Saturday 10 December 2011

in the morning.

i was dwelling upon the idea, the touchstone of 'left' as i had a shower. the idea of 'left' always swirls in my mind, and reminds me of some fragmentary pictures of the past. an impressive conversation with my teacher, kk or, some important words which change my life totally from my father, etc, but i still haven't found the answer.

yesterday i spent a night in reading 'the third way'. giddens seems to provide an reply by citing from a italian philosopher norberto bobbio. well i didn't find it very fulfilling, esp the attitude toward the equality point.
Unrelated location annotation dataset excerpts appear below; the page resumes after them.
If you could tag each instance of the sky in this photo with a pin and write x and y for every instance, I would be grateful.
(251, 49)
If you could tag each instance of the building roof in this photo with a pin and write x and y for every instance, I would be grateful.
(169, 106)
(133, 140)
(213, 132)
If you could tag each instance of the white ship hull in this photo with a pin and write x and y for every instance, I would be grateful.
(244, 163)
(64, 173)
another day start. it is now 1012, after briefly having a look at bbc news. must work now. still a pile of work is accumulating on my table, endlessly.

Friday 9 December 2011

plan for the week before going home.

I have already made a plan for the weeks before christmas. it would be very busy and tense. seven politics past papers are planned to be accomplished before sunday, and rewrite and finish all the final correction on next friday. sociology notes should be done before saturday, and print on monday for holiday revision. history time line should be revised and finished the last part hopefully in this weekend. also, i wish that the dissertation of annoying literature will be finish before christmas.

it seems that things go right. but i am sure i need to work much much harder to consolidate what i achieved now, i should not be contented, but be humble, and self-effacing, on the ground. i am not worried. i will just work and work, good luck with me. i know i can still be more focused.

Thursday 1 December 2011

go backing to the lost track.

get my history essay done. well i dont feel a touch of relax. this week i resume to be more focus. i am catching back the lost track. luckily it wasnt too far. a whim of idea of becoming a vegetarian swirling in my mind, but i cant still make up my mind to do it because i miss my favourite ham and mustard sandwich. bad excuse, of course.
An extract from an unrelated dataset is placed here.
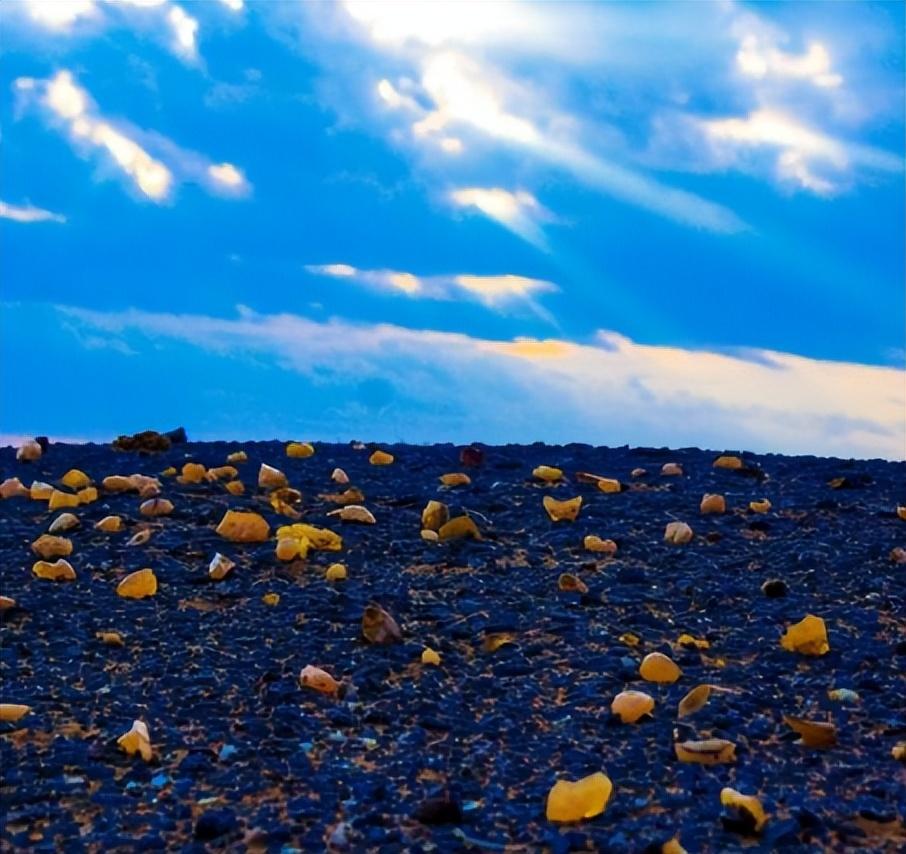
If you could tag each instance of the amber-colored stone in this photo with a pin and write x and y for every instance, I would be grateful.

i reactivated my facebook and browed through the news from a schoolmate whom is unknown to me. anyway her pictures in university of cambridge more or less re-enlightened the fame in my heart to go for cambridge. because as the time goes by i feel i have less and less chance to get into it. i dont know why.

i have to sleep. such a tired night, after a couple slices of bread with my favorite crunchy peanuts butter.